As there is no available function in R for inserting NA values into specific indices of a vector, a function has to be written to perform this task as below:
append_vector <- function(vector, inserted_indices, values){
## Creating the current indices of the vector
vector_current_indices <- 1:length(vector)
## Adding small amount of values (between 0 and 0.9) to the `inserted_indices`
new_inserted_indices <- inserted_indices + seq(0, 0.9, length.out = length(inserted_indices))
## Appending the `new_inserted_indices` to the current vector indices
indices <- c(vector_current_indices, new_inserted_indices)
## Ordering the indices
ordered_indices <- order(indices)
## Appending the new value to the existing vector
new_vector <- c(vector, values)
## Ordering the new vector wrt the ordered indices
new_vector[ordered_indices]
}
The above function takes in a vector into which values need to be inserted. It also takes as a second parameter, the indices after which the value needs to be inserted. Third parameter to the function is the value(s) itself.
The indices after which the values need to be inserted are incremented by a small value (less than 1, so as to create a decimal number less than next index but more than previous index). The values are then appended to the end of the original vector after which it is ordered based on newly created index value vector which includes non-whole numbers.
Inserting NA values into meta scores vector
new_metascore <- append_vector(metascore, c(3, 16, 26, 35), NA)
print(new_metascore)
## [1] 66 73 68 NA 71 65 69 88 73 60 63 79 56 60 93 52 14 NA 76 63 50 55 65 67 81
## [26] 48 47 83 NA 90 64 69 66 43 83 66 47 67 NA 54 75 31 26 67 70 89 56 56 68 72
Now, we can combine the vectors to form a dataframe
imdb_df <- tibble(`Movie Title` = movie_titles, `Release Year` = release_years, `Run Time(mins)` = run_time, Genre = genre, `IMDB Rating` = floor(imdb_rating), `Meta Score` = new_metascore, `User Votes` = user_votes)
The box plot shows us that there is a correlation between user votes and IMDB rating.
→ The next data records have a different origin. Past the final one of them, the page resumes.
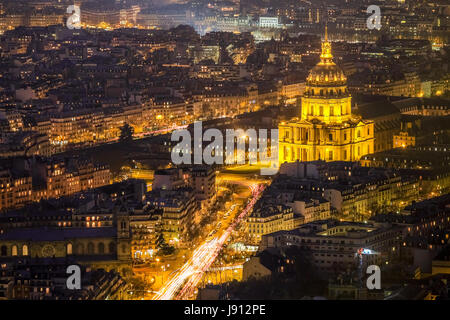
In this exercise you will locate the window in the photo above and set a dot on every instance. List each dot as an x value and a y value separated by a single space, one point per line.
90 248
69 248
101 248
112 247
80 248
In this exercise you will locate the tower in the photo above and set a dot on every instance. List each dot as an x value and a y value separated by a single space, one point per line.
327 129
123 248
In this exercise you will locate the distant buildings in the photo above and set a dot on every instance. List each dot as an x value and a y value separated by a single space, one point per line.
334 245
23 180
327 130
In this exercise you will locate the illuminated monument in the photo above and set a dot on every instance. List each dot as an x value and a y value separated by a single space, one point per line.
327 130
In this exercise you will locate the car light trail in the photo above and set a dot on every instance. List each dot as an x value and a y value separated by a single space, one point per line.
183 284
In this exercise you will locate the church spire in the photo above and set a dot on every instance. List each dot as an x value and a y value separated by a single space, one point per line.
326 56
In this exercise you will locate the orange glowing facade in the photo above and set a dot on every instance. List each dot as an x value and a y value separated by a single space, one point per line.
327 129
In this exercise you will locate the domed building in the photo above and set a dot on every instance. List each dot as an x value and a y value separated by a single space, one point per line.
326 130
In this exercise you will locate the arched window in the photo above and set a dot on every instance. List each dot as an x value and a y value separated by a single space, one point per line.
80 248
101 248
90 248
69 248
112 247
24 250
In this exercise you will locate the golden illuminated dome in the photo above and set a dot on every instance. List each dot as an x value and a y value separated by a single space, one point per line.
326 73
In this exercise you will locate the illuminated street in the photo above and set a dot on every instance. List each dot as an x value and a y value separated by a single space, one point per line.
184 282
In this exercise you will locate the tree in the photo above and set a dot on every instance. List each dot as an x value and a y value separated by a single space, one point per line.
126 132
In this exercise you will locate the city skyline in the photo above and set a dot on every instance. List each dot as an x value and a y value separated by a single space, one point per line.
224 150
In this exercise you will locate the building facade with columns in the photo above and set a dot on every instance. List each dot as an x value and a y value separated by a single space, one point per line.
327 129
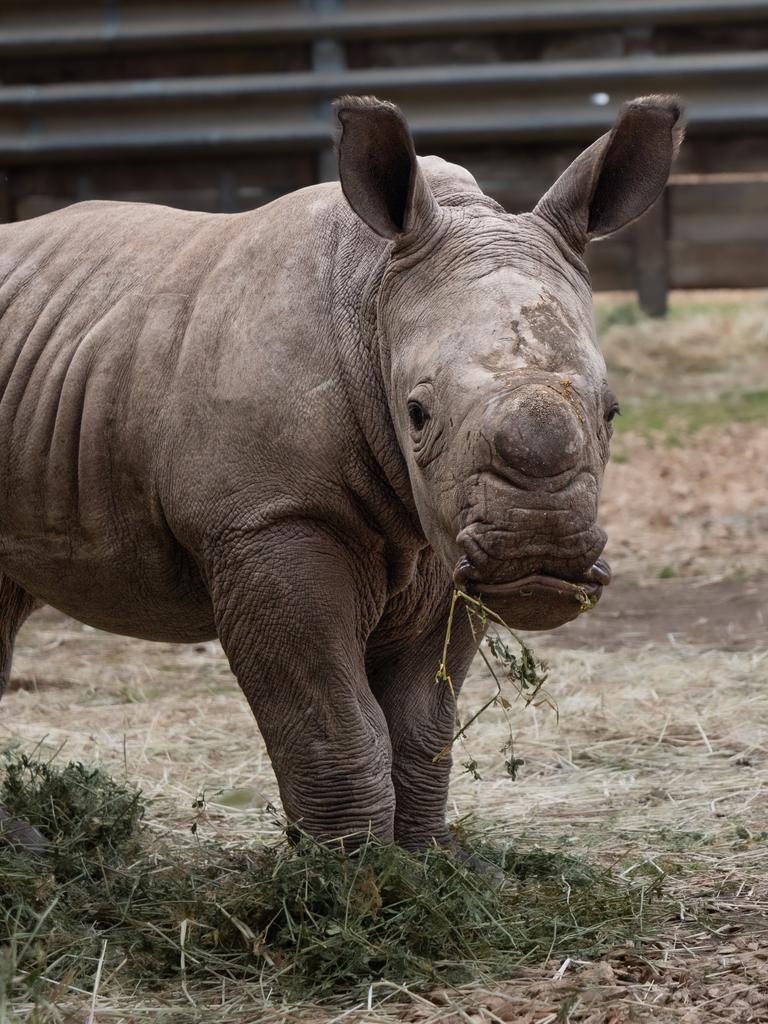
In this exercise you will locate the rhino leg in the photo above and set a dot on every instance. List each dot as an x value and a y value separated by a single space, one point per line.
292 608
421 716
15 606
We see that the movies with lowest user vote count has lowest IMDB rating and the movies with highest user votes has the highest IMDB rating.
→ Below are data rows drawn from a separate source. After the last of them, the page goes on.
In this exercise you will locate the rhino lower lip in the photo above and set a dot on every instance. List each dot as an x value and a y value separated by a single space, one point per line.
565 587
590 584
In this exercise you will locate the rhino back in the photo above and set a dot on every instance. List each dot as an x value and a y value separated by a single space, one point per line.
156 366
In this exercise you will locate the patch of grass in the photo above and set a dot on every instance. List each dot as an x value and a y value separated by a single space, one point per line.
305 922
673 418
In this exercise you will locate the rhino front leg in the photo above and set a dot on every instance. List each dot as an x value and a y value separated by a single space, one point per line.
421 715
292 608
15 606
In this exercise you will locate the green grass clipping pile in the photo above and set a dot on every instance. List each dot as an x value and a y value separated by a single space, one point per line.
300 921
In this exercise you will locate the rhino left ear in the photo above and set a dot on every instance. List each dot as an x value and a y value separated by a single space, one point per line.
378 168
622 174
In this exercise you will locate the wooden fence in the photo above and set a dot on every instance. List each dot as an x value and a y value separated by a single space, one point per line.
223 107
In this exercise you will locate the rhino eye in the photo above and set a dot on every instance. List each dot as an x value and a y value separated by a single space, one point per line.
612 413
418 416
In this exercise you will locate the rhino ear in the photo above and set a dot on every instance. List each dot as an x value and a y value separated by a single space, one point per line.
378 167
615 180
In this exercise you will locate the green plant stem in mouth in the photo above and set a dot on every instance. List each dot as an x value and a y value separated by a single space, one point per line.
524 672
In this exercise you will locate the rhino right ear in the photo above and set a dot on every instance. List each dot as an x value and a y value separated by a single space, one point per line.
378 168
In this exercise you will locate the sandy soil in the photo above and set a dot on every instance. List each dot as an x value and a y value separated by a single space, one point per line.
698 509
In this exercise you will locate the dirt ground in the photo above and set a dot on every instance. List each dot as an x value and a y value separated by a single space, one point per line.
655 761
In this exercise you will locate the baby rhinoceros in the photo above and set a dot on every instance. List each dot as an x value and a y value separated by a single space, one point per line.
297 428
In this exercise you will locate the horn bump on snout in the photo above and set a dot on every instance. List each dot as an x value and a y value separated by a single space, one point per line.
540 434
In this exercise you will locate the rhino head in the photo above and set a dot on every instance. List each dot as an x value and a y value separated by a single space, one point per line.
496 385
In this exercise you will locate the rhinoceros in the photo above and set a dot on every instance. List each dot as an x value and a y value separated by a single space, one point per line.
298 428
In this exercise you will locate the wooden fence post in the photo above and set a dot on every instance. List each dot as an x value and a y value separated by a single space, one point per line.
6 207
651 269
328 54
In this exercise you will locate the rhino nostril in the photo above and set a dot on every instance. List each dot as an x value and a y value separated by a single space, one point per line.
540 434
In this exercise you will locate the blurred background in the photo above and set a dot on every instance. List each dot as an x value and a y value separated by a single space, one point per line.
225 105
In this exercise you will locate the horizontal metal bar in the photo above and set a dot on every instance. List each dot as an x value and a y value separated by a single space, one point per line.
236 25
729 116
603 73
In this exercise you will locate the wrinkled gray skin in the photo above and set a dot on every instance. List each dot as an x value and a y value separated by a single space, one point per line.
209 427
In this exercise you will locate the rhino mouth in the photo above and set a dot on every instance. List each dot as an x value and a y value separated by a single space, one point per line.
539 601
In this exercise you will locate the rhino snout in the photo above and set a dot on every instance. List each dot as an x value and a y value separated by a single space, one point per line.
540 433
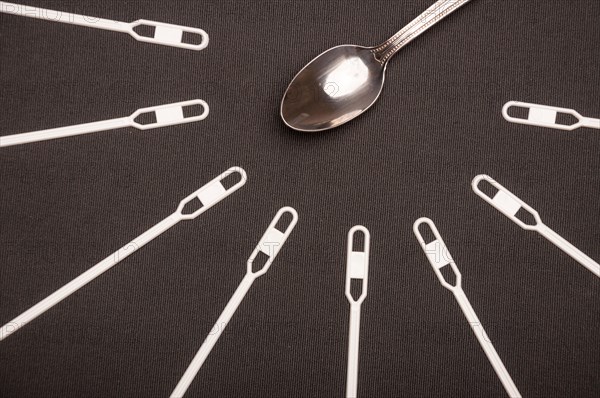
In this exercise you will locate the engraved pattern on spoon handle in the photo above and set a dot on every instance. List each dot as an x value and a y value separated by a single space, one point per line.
427 19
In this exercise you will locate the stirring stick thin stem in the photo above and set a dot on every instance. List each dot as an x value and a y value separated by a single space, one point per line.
213 336
568 248
353 340
486 343
87 276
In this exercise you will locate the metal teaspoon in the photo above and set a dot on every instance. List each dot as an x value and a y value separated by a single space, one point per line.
345 81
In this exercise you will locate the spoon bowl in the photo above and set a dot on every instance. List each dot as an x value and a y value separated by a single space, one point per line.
345 81
333 89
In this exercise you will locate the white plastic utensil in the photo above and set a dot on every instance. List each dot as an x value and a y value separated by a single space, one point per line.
164 34
270 244
166 115
357 268
545 116
438 255
509 205
209 195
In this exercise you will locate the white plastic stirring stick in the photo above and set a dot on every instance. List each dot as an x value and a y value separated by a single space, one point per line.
509 205
166 115
438 255
270 244
545 116
164 34
210 194
357 267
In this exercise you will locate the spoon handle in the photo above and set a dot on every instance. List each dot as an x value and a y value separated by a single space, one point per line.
426 20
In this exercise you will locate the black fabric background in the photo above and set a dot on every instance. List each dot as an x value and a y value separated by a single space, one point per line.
66 204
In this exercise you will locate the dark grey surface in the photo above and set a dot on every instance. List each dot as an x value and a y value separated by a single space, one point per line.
67 204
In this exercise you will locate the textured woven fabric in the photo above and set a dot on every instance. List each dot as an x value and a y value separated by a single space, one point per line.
67 204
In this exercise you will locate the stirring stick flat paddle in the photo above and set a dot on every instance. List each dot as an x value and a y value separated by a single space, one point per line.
210 194
164 34
270 244
509 205
438 255
357 268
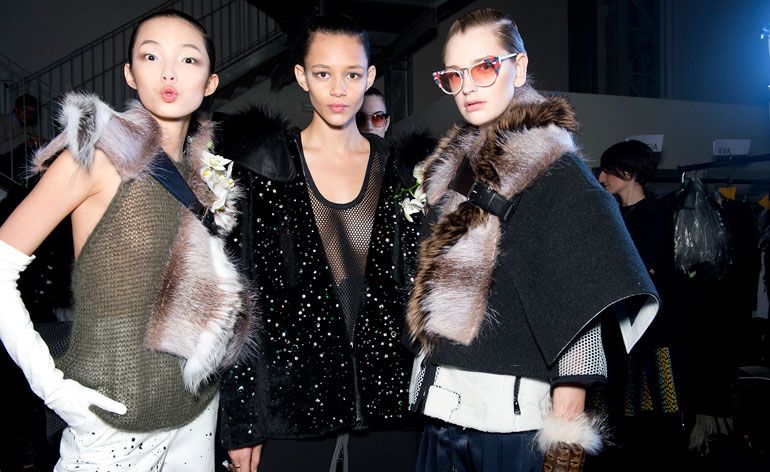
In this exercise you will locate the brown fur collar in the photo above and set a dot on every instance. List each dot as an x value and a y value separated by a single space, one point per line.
457 261
203 314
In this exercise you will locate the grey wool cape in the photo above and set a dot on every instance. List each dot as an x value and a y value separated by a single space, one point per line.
510 297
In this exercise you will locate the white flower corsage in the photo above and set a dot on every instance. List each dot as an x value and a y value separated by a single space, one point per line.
414 199
216 172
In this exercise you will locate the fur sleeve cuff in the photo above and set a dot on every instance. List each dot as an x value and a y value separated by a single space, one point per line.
583 430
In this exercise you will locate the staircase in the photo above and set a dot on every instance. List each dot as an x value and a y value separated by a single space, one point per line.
250 37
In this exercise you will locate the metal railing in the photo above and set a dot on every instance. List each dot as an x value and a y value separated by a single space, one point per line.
237 28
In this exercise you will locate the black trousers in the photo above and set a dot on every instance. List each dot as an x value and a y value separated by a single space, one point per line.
373 451
450 448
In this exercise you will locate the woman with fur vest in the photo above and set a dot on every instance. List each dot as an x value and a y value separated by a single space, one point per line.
524 250
159 308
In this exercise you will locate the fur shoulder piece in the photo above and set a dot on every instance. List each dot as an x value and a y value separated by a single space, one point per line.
260 141
203 313
457 261
129 139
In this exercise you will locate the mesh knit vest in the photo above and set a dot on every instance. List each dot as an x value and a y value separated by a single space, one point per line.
115 282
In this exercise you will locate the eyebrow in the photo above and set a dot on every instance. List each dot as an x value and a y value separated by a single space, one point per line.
324 66
153 42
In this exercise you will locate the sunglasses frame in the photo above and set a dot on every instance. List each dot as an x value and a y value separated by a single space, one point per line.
495 61
369 117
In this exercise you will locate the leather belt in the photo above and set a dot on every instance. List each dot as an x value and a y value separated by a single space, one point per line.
480 195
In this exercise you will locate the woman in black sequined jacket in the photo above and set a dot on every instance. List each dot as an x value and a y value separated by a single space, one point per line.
330 365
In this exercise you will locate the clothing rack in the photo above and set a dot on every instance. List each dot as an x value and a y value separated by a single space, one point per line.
727 162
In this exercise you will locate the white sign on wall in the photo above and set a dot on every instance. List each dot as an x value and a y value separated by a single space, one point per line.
731 147
655 141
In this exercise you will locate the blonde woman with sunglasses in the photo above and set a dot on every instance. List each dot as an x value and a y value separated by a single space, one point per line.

Movies that have an IMDB rating of more than 6 have lower user votes.
ggplot(data = imdb_df, aes(x = `IMDB Rating`, y = `User Votes`, group = `IMDB Rating`)) + geom_boxplot() +scale_y_continuous(labels = scales::comma) + ggtitle("Correlation between User Votes and IMDB Rating")
In web scraping data from the IMDB webpage for feature film results of the year 2020, we set out to understand if there is any correlation between user votes(popularity among viewers) and the IMDB rating. The data was cleaned, and ordered to ultimately create a visualization that clearly depicts the user engagement with IMDB for the top 50 movies of 2020.